Bugünlerde başkanlık sistemi tartışmaları ülke gündemini işgal etmektedir. Konuya ön yargılı, peşin hükümlü bir tavırla bakılmamalıdır.
         Siyaset felsefesi, kim yönetmeli, nasıl yönetmeli sorularına cevap arar. Bu konuda en can alıcı değerlendirmeyi Eflatun Devlet, Aristoteles Politika,  Farabi Medinetü’l Fazıla, İbn Rüşt Siyaset Üzerine Zorunlu Bilgiler adlı eserlerinde yaparlar. 
         Liderliği karizmatik diktatörlük ve demokratik liderlik adıyla ikiye ayırabiliriyiz.     
         Karizmatik diktatörlüğe en az ihtiyaç duyan toplumlar, olabildiğince çok sayıda yurttaşın en fazla katılımıyla yürütülen “anayasal hükümetle” idare edilen toplumlardır. Yönetimde demokratik liderliğin işi karizmatik diktatörlüğün işinden çok zordur.

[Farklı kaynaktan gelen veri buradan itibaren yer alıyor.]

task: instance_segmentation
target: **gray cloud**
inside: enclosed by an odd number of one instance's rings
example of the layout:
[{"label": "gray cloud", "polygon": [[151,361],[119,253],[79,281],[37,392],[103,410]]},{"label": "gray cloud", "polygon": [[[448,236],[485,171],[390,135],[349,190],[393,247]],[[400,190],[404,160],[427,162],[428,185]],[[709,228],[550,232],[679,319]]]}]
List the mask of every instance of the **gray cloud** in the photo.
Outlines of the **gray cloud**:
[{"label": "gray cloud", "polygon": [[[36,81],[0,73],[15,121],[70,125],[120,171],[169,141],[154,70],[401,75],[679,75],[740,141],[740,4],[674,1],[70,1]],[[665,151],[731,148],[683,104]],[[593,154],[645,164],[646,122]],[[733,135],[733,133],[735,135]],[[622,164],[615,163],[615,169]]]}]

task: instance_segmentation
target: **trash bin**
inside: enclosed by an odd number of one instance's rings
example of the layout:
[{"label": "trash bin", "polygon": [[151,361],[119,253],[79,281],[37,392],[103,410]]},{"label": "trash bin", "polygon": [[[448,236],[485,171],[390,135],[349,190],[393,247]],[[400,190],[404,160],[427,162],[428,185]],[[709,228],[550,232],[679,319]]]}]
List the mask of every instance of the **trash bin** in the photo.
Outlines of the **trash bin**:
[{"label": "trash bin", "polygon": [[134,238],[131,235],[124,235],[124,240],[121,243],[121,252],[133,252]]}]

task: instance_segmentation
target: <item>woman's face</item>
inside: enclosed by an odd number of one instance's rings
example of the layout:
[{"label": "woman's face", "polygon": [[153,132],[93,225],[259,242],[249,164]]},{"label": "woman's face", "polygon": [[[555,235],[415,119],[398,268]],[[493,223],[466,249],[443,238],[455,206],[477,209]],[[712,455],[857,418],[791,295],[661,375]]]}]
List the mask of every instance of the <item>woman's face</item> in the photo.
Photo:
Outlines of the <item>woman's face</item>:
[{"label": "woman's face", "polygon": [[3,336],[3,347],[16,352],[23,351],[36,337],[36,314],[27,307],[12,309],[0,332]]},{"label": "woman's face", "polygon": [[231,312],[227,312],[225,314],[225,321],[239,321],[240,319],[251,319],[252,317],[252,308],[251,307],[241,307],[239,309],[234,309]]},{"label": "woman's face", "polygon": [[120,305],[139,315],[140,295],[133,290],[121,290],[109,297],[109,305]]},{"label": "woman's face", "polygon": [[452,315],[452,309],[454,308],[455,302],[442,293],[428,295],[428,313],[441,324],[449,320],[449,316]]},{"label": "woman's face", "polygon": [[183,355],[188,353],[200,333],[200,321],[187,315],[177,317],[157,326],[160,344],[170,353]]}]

Çünkü demokratik toplumun liderliğini yürüten insan, işlerini açık, yurttaşların işbirliğine, onları ikna etmeye ve onlarla akılcı diyaloga dayanarak hesap sorulur durumda yürütür.
         Demokratik liderliğe dayalı yönetimi, karizmatik diktatörlüğe dayalı yönetimden ayıran en temel dayanak, muhalefetini kendi içinde barındırıyor olmasıdır. Muhalefetin varlığı onun için bir kazançtır.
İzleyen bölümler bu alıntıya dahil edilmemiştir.